Experimental assessment of nozzle flow unsteadiness through optical techniques

This study presents a comparative experimental investigation of two key flow unsteadiness phenomena in an overexpanded thrust-optimized parabolic (TOP) rocket nozzle: the transition from Free Shock Separation (FSS) to Restricted Shock Separation (RSS) and the onset of the End Effect Regime (EER). Using a combination of high-speed Schlieren imaging, oil film visualization, and synchronized wall pressure measurements, the study explores the unsteady dynamics of flow separation and reattachment at varying Nozzle Pressure Ratios (NPR).

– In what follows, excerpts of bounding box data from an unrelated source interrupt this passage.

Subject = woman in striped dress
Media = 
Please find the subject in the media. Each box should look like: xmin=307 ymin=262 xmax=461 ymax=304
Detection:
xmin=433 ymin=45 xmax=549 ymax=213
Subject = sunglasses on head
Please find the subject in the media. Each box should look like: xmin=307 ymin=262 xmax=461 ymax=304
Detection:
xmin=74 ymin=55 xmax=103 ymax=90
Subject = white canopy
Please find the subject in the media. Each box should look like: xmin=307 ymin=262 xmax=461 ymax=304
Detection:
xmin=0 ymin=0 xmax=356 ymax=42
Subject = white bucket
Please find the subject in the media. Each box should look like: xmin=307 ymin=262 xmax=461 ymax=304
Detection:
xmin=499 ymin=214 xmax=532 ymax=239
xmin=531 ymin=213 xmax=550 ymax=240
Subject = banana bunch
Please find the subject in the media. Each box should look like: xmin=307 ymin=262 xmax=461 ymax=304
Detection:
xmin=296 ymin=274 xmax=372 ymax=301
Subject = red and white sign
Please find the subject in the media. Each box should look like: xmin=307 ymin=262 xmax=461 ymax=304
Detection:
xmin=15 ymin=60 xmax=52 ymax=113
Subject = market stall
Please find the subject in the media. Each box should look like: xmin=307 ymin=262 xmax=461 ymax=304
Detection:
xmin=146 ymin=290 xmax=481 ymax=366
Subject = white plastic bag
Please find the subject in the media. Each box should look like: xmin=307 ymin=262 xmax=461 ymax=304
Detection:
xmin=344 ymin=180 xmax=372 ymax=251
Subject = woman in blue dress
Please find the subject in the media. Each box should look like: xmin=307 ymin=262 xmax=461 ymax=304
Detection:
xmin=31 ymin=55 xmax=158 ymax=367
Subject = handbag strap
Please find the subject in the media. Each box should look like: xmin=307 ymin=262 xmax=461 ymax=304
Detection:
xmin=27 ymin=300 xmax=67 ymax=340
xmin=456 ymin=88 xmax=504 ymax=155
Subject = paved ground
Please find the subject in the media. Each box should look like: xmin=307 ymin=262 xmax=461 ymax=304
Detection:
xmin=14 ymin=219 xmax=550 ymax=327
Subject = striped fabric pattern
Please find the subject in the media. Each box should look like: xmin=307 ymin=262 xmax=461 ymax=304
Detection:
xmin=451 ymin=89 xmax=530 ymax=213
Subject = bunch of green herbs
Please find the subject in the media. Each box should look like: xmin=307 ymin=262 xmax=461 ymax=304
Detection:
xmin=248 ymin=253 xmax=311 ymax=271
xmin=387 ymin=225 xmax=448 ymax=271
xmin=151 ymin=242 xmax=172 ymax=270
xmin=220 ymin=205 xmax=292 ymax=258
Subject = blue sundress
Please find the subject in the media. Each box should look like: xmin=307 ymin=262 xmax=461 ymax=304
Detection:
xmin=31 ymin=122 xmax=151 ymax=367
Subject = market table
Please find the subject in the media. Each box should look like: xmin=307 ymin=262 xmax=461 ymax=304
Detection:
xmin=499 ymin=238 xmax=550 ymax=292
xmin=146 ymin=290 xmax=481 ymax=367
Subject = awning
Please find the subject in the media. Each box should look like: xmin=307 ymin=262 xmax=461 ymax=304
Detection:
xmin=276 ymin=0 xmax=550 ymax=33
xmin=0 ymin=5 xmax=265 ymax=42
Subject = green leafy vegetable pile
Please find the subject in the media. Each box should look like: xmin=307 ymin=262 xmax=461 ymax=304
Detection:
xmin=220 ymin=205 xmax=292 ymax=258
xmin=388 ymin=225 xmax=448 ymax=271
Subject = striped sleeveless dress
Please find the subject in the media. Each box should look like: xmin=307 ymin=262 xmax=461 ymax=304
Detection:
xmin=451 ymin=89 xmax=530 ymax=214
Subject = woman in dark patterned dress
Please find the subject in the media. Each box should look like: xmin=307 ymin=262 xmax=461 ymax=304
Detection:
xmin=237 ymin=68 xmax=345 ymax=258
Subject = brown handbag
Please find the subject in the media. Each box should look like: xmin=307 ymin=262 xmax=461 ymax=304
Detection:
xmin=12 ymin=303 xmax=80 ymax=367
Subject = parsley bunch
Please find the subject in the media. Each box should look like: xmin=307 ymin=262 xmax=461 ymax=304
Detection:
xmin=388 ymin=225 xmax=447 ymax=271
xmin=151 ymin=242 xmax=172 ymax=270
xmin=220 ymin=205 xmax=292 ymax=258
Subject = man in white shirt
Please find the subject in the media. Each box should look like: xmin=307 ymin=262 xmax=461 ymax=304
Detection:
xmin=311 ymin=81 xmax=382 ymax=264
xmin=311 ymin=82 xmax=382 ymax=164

Higher NPR visualization of cap shock is also showed and presented. A new truncated TOP nozzle was designed and tested in a cold-flow nozzle test rig at Delft University of Technology. The truncation influences flow behavior, leading to the onset of EER at lower NPR values (∼26) compared to a non-truncated TOP nozzle. This experimental setup allowed for a detailed analysis of flow unsteadiness associated with EER and the FSS-RSS transition. Pressure measurements confirm that the FSS-RSS transition occurs at an NPR of approximately 22, with a sudden reattachment of the FSS- induced shock to the nozzle wall. This results in strong pressure fluctuations, asymmetry-driven side loads, and the characteristic hysteresis effects between startup and shutdown conditions. At higher NPR, the End Effect Regime (EER) manifests as a global unsteady pulsation of the most downstream separation bubble, driven by external flow interactions at the nozzle lip and intermittent flow oscillations, but without hysteresis. As the reattachment point progresses toward the nozzle exit, the flow exhibits increasing unsteadiness. Comparative CFD simulations using RANS-based models successfully capture key flow structures and show strong coherence with experimental pressure data and internal nozzle flow behavior. These findings provide valuable insights into shock-induced unsteadiness in Thrust Optimized nozzles, contributing to the design optimization of high-thrust propulsion systems, where understanding and mitigating flow separation and side loads are critical for structural integrity and performance.